FIG. 5 is graphical representation of the apparent flow curve of the LLDPE for three capillaries of the same L/D ratio and different diameters;

FIG. 6 is a graphical representation of the apparent flow curve of the LLDPE for three capillaries of the same diameter and different L/D ratio;

FIG. 7 is a graphical representation of slip velocity as a function of wall shear stress and pressure;

FIG. 8 is a graphical representation of pressure-corrected slip velocity as a function of the wall shear stress and pressure.

FIG. 9 is a graphical representation of the fractal dimension of extrudates obtained from capillaries of various L/D ratios and diameters as a function of the wall shear stress for two temperatures; and

FIG. 10 is a graphical representation of the fractal dimension of extrudates obtained from capillaries as a function of the slip velocity at two temperatures.

As indicated above, the present invention relates to the determination of the surface roughness of an extruded polymeric material.

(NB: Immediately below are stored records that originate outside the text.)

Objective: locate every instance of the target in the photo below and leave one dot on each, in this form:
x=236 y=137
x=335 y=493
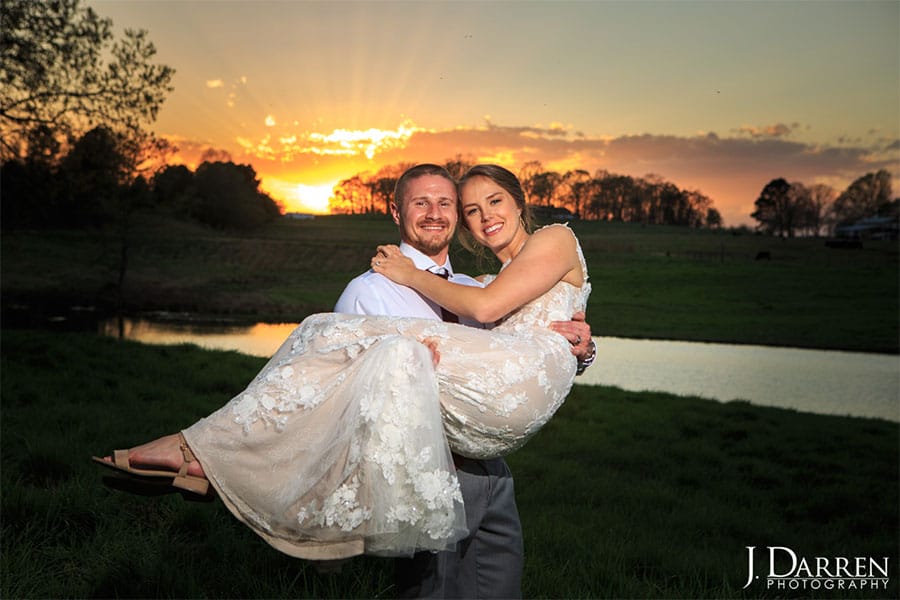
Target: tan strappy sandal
x=179 y=479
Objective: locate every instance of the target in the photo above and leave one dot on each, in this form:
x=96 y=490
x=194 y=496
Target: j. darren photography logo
x=788 y=571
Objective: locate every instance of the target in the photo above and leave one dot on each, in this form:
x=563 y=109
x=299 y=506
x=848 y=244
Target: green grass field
x=653 y=282
x=622 y=495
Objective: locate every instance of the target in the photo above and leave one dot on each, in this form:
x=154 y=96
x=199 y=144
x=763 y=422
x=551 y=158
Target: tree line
x=794 y=209
x=75 y=150
x=74 y=146
x=603 y=196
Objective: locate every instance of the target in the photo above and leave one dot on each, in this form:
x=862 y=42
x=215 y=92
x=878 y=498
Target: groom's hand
x=578 y=332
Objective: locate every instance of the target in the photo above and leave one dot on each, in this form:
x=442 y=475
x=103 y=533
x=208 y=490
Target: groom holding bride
x=488 y=563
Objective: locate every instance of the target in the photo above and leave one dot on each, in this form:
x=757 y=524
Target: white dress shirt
x=374 y=294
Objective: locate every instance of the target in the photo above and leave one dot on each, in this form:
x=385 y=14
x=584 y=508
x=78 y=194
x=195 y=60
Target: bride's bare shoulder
x=556 y=234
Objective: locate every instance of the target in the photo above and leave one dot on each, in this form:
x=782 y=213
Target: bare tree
x=864 y=197
x=62 y=72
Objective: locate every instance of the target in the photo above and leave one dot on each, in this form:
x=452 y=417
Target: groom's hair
x=415 y=173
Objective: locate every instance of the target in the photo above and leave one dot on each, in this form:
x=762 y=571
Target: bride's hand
x=391 y=263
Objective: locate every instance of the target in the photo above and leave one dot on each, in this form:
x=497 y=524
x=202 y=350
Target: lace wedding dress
x=341 y=444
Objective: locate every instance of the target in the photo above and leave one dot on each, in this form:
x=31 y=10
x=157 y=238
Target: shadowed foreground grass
x=622 y=495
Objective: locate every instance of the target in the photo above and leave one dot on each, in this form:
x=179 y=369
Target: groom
x=487 y=564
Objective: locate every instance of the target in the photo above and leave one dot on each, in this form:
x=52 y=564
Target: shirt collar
x=421 y=261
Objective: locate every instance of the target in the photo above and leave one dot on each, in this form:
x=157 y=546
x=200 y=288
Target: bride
x=341 y=444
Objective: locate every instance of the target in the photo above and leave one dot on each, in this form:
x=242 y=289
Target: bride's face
x=492 y=216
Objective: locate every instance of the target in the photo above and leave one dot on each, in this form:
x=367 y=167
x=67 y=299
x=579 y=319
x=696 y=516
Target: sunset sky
x=720 y=97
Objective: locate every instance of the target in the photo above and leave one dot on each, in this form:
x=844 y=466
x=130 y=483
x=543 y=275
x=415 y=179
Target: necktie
x=446 y=315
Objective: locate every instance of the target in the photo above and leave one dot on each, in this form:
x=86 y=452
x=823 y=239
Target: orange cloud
x=730 y=170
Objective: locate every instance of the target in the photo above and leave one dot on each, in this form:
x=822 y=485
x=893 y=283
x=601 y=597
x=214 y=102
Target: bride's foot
x=169 y=452
x=168 y=457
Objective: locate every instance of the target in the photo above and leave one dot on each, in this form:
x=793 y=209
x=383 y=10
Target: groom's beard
x=431 y=243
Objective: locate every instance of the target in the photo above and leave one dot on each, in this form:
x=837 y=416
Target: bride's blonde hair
x=506 y=180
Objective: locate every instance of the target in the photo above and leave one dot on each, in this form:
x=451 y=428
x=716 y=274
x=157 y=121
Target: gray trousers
x=488 y=563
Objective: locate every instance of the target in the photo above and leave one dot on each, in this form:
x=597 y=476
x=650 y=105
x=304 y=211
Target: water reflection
x=829 y=382
x=261 y=339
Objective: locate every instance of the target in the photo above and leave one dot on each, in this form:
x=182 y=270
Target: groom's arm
x=578 y=332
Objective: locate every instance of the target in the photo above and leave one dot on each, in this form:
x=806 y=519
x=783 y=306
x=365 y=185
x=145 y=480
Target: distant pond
x=819 y=381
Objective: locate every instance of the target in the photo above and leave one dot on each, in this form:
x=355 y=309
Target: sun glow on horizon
x=300 y=197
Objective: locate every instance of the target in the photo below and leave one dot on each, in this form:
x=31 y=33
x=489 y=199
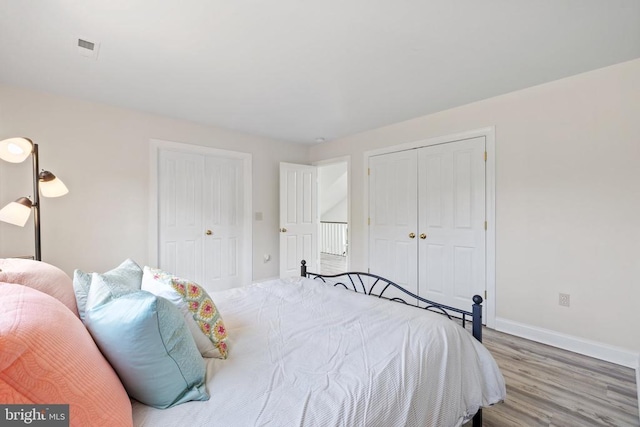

The method involves initially forming a digital image of the extruded surface and then determining the fractal dimension of any surface distortions of the extruded surface from the digital image. The fractal dimension provides a measure of surface roughness. A fractal dimension government of one corresponds to a smooth surface while higher values signify increasing degrees of roughness.

The fractal dimension may be determined in the following manner. A square grid is overlaid onto the digital image and the number of squares containing a piece of surface outline is counted. The sets of overlaying and counting for different sized squares. The ln(N) is plotted against ln(L) to yield a straight line having a slope of -D from the relationship:

N (L)=αL-D

wherein:

N (L) is the number of boxes of size L×L,

L is a measure of length in pixels,

D is the fractal dimension,

α is the proportionality constant dependent on the size of the image.

The fractal dimension is determined from the slope of the straight line.

The determination of the fractal dimension permits the provision of a procedure to inhibit the formation of surface roughness of an extruded polymeric material. Such procedure involves extruding a polymeric material and determining the fractal dimension of the surface of the extruded polymeric material as a measure of surface roughness. The conditions of extrusion then are adjusted to achieve a fractal dimension which is approximately unity.

The invention is described further with reference to certain experiments which have ben conducted and which are described in detail below and the results of which are detailed in the accompanying drawings.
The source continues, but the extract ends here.